Are you talking about compressing or extracting?
Usually extracting doesn't require as much resource as compressing. And if you are compressing, make sure you are using the "High" or ultra preset.
 
I was trying to create a usb bootable for W20 iso. now the default program uses 7zip. my system utilization was only 1% to 3 % most. Why ? Why can't 7zip use all the resources it has on the system to complete the task faster ?
If I'm not mistaken, 7zip is single threaded. And in compression/decompression of files on an ssd, the bottleneck is how fast a single cpu core can do the task. So if you have a 128core processor and a quad core processor, and you use a single threaded program, 7zip will still use only one thread due to the nature of how it works (assuming clockspeed and IPC and architecture is the same).
 
7zip was designed keeping in mind only utilization of single core/thread.

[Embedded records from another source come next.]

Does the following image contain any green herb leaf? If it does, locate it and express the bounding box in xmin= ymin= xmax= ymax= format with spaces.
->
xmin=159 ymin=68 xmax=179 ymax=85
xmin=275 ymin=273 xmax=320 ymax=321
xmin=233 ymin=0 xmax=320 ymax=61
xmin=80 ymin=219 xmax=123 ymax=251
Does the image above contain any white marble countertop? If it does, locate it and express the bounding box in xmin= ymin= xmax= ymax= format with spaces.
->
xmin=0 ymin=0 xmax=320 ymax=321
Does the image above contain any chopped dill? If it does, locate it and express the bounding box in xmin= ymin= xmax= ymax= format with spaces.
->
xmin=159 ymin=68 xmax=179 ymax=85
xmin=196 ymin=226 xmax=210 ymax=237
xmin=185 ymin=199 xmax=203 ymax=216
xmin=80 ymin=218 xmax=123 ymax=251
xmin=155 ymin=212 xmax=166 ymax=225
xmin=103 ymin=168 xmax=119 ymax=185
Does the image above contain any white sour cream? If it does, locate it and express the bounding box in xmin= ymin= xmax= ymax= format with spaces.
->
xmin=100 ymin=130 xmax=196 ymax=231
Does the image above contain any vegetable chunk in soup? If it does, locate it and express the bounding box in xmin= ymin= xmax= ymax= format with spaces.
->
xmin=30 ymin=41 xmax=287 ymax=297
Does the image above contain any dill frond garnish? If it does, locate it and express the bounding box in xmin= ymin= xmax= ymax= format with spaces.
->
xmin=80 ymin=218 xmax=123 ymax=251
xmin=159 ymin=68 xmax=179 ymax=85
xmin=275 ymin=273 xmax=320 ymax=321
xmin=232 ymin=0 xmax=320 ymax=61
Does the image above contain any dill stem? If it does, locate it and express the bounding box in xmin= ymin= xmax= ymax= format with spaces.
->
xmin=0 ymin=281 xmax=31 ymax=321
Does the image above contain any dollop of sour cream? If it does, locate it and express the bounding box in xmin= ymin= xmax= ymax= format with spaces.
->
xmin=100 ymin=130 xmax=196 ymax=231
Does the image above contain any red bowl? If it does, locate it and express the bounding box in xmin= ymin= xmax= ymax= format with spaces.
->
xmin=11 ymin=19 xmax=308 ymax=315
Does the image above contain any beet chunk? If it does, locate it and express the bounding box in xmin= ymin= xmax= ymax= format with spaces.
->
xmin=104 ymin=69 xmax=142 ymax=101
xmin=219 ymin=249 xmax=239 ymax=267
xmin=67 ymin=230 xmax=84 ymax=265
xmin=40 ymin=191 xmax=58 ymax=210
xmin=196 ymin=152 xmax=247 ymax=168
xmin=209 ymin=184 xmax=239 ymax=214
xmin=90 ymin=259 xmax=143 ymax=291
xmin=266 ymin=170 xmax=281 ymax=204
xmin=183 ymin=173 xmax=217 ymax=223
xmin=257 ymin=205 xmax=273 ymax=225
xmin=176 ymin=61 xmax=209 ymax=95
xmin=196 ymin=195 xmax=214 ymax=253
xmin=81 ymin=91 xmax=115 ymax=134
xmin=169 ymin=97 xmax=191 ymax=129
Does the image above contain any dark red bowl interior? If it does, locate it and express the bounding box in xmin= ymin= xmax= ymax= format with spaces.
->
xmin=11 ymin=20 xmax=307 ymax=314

You can try setting its priority to real time in task manager before performing any jobs and see if anything improves..
 
LZMA format is the default 7-zip format, supports multi-threading and P4's hyper-threading: https://www.7-zip.org/7z.html


 
I was trying to create a usb bootable for W20 iso. now the default program uses 7zip. my system utilization was only 1% to 3 % most. Why ? Why can't 7zip use all the resources it has on the system to complete the task faster ?
I think, Extracting/Compressing is File I/O operation which mainly uses your disk performance, CPU is there just to support it. Same task will run faster on SSD/NVMe as compared to HDD, even if you have high-end CPU.